In her explanations of why she wanted Edsall and Chambers removed from their officerships, Fink provided a long list of instances in which parents, teachers and students came forward to the board with concerns only to be met with silence or near-silence. Edsall alluded to this on Monday when she noted the board has a policy not to engage with public comment except to address misrepresentations.
But the policy not to engage is entirely board-chosen – a policy embraced by the board, not required by law.
Fink’s statement on Monday referred to a request in 2021 by the editorial board of Portrait, East Lansing High School’s student newspaper, for the board to participate in a town hall on concerns about racial justice, equity, LBGTQIA+ health, staff support, environmentalism and more. Even with all these topics that normally resonate with many trustees, the students’ request went unanswered.
In May 2021, Fink criticized her colleagues for what she called “21 days of silence” following the revelation of a highly controversial series of assignments about slavery given to MacDonald Middle School Students – a matter that led to a teacher being put on leave and the administration investigating.
Fink’s statement on Monday also alluded to numerous instances where speakers came to address concerns about violence and safety. She gave examples from the Nov. 11, 2021, board meeting, when a parent and teacher union representative came forward with such concerns.
Fink’s statement notes that, at that meeting, Chambers said she was “deeply uncomfortable with the community discussion around violence.” Fink sees this kind of rhetoric as a dangerous way of shutting-down critical conversations.

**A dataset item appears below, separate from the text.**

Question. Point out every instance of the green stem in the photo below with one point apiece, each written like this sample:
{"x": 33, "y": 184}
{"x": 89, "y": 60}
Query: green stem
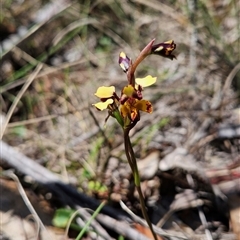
{"x": 133, "y": 164}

On the occasions when they have publicly broached the topic, Chambers and Edsall have both looked to forestall discussions about school violence, sometimes saying discussions of school violence represent “dog-whistling” – that is, racist discourse.
For the school board election last November, ELi surveyed community members on what questions they wanted ELi to ask candidates. A clear pattern emerged around issues of safety and violence. ELi consequently crafted and put this question to candidates:
“People in the East Lansing schools’ community are concerned about the safety of students, teachers and staff in our schools. They are also concerned about incidences of violence, fighting and bullying. What safety measures do you believe are needed to create safer learning environments in ELPS?”
In her response, Chambers wrote: “Let me take the rest of my space here to push back against the ‘dog whistle’ political use of the racially coded word ‘violence’ in this question. There is so much I love about this community, which is why I have invested so much in supporting our amazing team of students, teachers, and administrators. However, we can do better than this question and the political messaging it represents.”
Edsall sent a text to me, as Publisher of ELi, writing that the question, “plays to the white people who want cops back in our schools to keep the Black kids under control.” I responded that she could say that in her statement. She chose to provide no answers to ELi’s questions to candidates.
At last Friday’s listening session and Monday’s special board meeting, some shared the concern that conversations about violence and safety could have racist undertones. But at both sessions, several Black members of the community – students and adults – made clear they want the matters addressed openly and promptly and they’re tired of what they see as delays and obfuscations.
The statement from the 10 ex-trustees calls on the board to create a new advisory committee on school safety.
The group envisions the committee as being similar to the Advisory Committee on Sex Education and the Advisory Committee on Mental Health.
The board has not yet taken action on creation of such a committee. If it creates one, the board will have to decide who will get to choose the members of the committee and its charge.
Regardless of what the board decides about who holds that power, such a committee would be subject to Michigan’s Open Meetings Act.
Editor’s note: This updated version of the story corrects the reason Nichole Martin left the school board: Trustee Martin was not re-elected to the board.